La communication d’Anthropic intervient dans un contexte où la capacité des systèmes d’intelligence artificielle à faciliter des activités illicites suscite des interrogations croissantes parmi les autorités, les chercheurs et les organisations de défense des droits. Les acteurs du secteur multiplient les annonces de contrôles et d’améliorations pour limiter les détournements de leurs modèles.
Spécialistes et observateurs considèrent que l’arrêt de ces opérations soulève des questions opérationnelles et réglementaires sur la mise en œuvre de garde-fous techniques et humains, ainsi que sur la responsabilité des fournisseurs de technologies. Le cas souligne également la difficulté à détecter et à prévenir des usages détournés lorsque des systèmes sont largement accessibles et intégrés à des services tiers.
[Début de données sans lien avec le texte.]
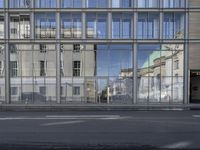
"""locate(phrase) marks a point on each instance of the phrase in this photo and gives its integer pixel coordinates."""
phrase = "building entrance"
(195, 86)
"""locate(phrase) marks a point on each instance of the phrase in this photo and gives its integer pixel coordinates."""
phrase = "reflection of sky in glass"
(1, 4)
(144, 52)
(111, 61)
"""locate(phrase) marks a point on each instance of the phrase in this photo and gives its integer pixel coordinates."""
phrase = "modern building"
(100, 51)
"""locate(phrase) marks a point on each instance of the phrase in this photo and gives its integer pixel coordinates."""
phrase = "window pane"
(45, 3)
(71, 26)
(1, 3)
(19, 26)
(148, 3)
(2, 26)
(45, 25)
(173, 26)
(148, 25)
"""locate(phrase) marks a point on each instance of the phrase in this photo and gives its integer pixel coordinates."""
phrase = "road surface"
(100, 130)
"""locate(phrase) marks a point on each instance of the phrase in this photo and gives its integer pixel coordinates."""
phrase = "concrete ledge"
(94, 107)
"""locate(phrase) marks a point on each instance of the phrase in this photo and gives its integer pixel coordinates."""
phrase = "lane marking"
(196, 116)
(70, 117)
(61, 123)
(182, 144)
(83, 116)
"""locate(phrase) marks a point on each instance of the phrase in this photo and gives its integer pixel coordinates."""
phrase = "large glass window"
(114, 60)
(45, 3)
(2, 26)
(97, 3)
(2, 73)
(121, 3)
(19, 3)
(174, 3)
(71, 25)
(96, 25)
(173, 25)
(147, 3)
(121, 26)
(1, 3)
(71, 3)
(19, 26)
(45, 25)
(148, 26)
(159, 71)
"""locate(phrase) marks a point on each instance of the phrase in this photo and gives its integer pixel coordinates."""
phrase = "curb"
(44, 108)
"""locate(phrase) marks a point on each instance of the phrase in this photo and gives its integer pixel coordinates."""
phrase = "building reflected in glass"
(93, 51)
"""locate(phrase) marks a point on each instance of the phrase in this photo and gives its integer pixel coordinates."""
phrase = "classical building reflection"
(160, 73)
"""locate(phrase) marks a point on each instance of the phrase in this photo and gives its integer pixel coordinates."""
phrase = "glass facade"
(19, 3)
(45, 25)
(45, 3)
(19, 26)
(148, 26)
(96, 25)
(71, 3)
(71, 25)
(93, 51)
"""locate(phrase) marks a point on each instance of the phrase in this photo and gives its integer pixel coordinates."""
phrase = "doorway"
(195, 86)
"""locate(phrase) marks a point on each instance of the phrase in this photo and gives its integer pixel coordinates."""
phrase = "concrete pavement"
(100, 130)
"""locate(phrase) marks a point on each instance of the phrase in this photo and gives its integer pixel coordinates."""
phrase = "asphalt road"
(100, 130)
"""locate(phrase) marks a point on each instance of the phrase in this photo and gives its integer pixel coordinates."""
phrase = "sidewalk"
(92, 107)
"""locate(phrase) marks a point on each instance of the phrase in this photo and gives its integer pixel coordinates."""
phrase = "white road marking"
(183, 144)
(61, 123)
(65, 117)
(83, 116)
(196, 116)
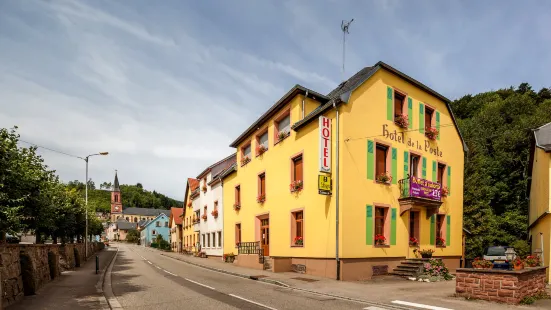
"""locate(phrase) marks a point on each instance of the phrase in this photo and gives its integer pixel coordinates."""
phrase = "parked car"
(496, 254)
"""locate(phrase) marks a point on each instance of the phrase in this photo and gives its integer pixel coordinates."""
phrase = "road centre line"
(204, 285)
(252, 302)
(170, 272)
(412, 304)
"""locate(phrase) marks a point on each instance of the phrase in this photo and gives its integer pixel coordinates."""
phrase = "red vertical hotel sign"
(325, 144)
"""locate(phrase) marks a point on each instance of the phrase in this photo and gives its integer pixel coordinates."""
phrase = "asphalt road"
(143, 279)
Anthropic n’a pas publié de rapport détaillé accompagnant son annonce, mais son intervention alimente les appels à davantage de transparence et de coopération entre entreprises, autorités et acteurs de la société civile pour prévenir les préjudices. Le suivi de ces mesures, ainsi que les enquêtes éventuelles sur les opérations stoppées, seront scrutés par les acteurs concernés et pourraient influer sur les discussions en cours concernant la régulation des technologies d’intelligence artificielle.